Five Facts on Lend-Lease

Five Facts on Lend-Lease

As Congress attempts to pass vital military aid to Ukraine, reports are emerging that the final legislation may include a revitalization of the Lend-Lease program – a callback to the legislation that enable America to support its allies before entering World War II.

Here are Five Facts on Lend-Lease.

  1. The original Lend-Lease Act was signed into law by President Franklin D. Roosevelt on March 11, 1941.

The legislation marked a pivotal shift in U.S. foreign policy by allowing the provision of military aid to allies during World War II without immediate compensation. This policy was essential for supporting Allied forces against Axis powers and was fundamental in the United States' efforts to aid without directly entering the war until December of that year.

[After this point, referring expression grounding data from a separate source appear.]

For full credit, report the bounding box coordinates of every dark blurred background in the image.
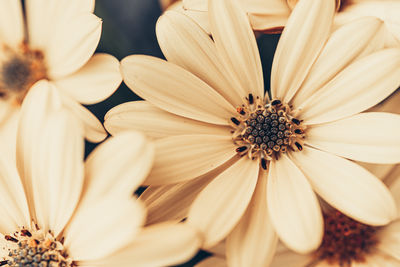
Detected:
[87,1,280,265]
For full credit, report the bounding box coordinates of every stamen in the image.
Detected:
[236,146,248,153]
[231,117,240,125]
[291,118,301,125]
[294,142,303,151]
[248,93,254,105]
[261,158,267,170]
[21,230,32,237]
[271,99,281,106]
[5,235,18,243]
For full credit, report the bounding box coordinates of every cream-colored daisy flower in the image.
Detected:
[105,0,400,262]
[0,84,200,267]
[180,0,400,47]
[0,0,122,143]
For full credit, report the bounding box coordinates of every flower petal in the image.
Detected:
[140,173,216,225]
[144,134,236,185]
[65,198,145,261]
[306,112,400,164]
[271,0,335,102]
[42,112,85,236]
[54,53,122,105]
[209,0,264,99]
[226,172,278,267]
[0,0,24,47]
[121,55,236,125]
[187,157,259,248]
[377,219,400,261]
[196,256,227,267]
[157,10,243,107]
[292,17,384,107]
[183,0,207,11]
[27,0,101,78]
[81,223,201,267]
[299,49,400,125]
[104,101,230,139]
[389,176,400,216]
[83,132,154,204]
[267,155,323,253]
[270,244,313,267]
[290,146,397,226]
[17,80,63,227]
[60,93,107,143]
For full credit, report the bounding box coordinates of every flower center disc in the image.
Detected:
[231,97,305,170]
[1,229,73,267]
[0,43,47,103]
[315,211,379,266]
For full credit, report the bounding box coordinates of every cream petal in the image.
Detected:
[271,0,335,102]
[335,1,400,46]
[187,157,259,248]
[292,17,384,107]
[290,146,397,226]
[267,155,323,253]
[0,0,24,47]
[245,0,291,14]
[246,0,290,31]
[157,11,244,107]
[299,49,400,125]
[0,154,30,234]
[377,219,400,261]
[84,223,201,267]
[17,80,63,227]
[60,93,107,143]
[196,256,227,267]
[41,112,85,237]
[389,177,400,216]
[121,55,236,125]
[65,198,145,261]
[306,112,400,164]
[104,101,230,139]
[140,173,216,226]
[270,244,313,267]
[27,0,102,79]
[83,132,154,203]
[209,0,264,99]
[54,53,122,105]
[183,0,207,10]
[144,134,236,185]
[226,173,278,267]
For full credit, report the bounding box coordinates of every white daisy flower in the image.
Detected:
[0,84,200,267]
[105,0,400,263]
[0,0,122,143]
[180,0,400,47]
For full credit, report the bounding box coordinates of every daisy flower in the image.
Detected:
[0,0,122,143]
[0,84,200,267]
[180,0,400,47]
[105,0,400,263]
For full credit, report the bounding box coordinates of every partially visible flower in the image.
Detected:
[0,85,200,267]
[105,0,400,264]
[180,0,400,47]
[0,0,122,143]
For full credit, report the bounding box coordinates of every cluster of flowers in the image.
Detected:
[0,0,399,266]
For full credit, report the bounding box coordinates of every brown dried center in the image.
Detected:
[315,211,379,266]
[1,229,73,267]
[0,43,47,103]
[231,97,305,170]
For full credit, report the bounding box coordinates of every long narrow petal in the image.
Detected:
[121,55,236,125]
[27,0,101,78]
[65,198,145,261]
[187,157,259,248]
[306,112,400,164]
[209,0,264,99]
[54,53,122,105]
[196,256,227,267]
[144,134,236,185]
[271,0,335,102]
[81,223,201,267]
[17,80,63,227]
[0,0,24,47]
[389,176,400,216]
[292,17,384,107]
[83,132,153,204]
[60,93,107,143]
[299,49,400,125]
[104,101,230,139]
[157,11,243,107]
[270,244,313,267]
[42,112,85,236]
[226,173,278,267]
[267,155,323,253]
[290,146,397,226]
[183,0,207,10]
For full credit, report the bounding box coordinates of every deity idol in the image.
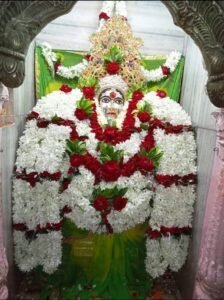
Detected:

2. Throughout World War II, the United States supplied more than 30 of its allies with over $50 billion (equivalent to roughly one trillion dollars today) in military aid under Lend-Lease.

This aid included aircraft, tanks, vehicles, weapons, and food supplies, significantly bolstering the military capabilities of Allied nations, including the Soviet Union and China.

3. Stalin considered Lend-Lease to be essential to the Soviet Union ultimately prevailing over Nazi Germany on the Eastern Front.

According to the memoirs of Soviet Premier Nikita Khrushchev, Stalin’s successor, “[Stalin] stated bluntly that if the United States had not helped us, we would not have won the war. If we had had to fight Nazi Germany one on one, we could not have stood up against Germany's pressure, and we would have lost the war… When I listened to his remarks, I was fully in agreement with him, and today I am even more so.”

4. The U.S. revived the Lend-Lease program in 2022 to help Ukraine in its war with Russia.

The Ukraine Democracy Defense Lend-Lease Act of 2022 cut red tape on defense exports to Ukraine to ensure they could receive timely aid to fight back against the Russian invasion. The legislation unanimously passed the Senate and passed the House 417-10 in May of 2022.

5. Lend-Lease has not been the primary mechanism of delivering aid to Ukraine.

The Atlantic Council notes that “the United States transferred $46.6 billion worth of munitions, weapons, and other military aid to Ukraine in fiscal years 2022-2023” without using the Lend-Lease mechanism, which ultimately expired in October of 2023. However, the authors noted that the act’s connections to World War II make reauthorizing it a potent symbol of American political support for Ukraine.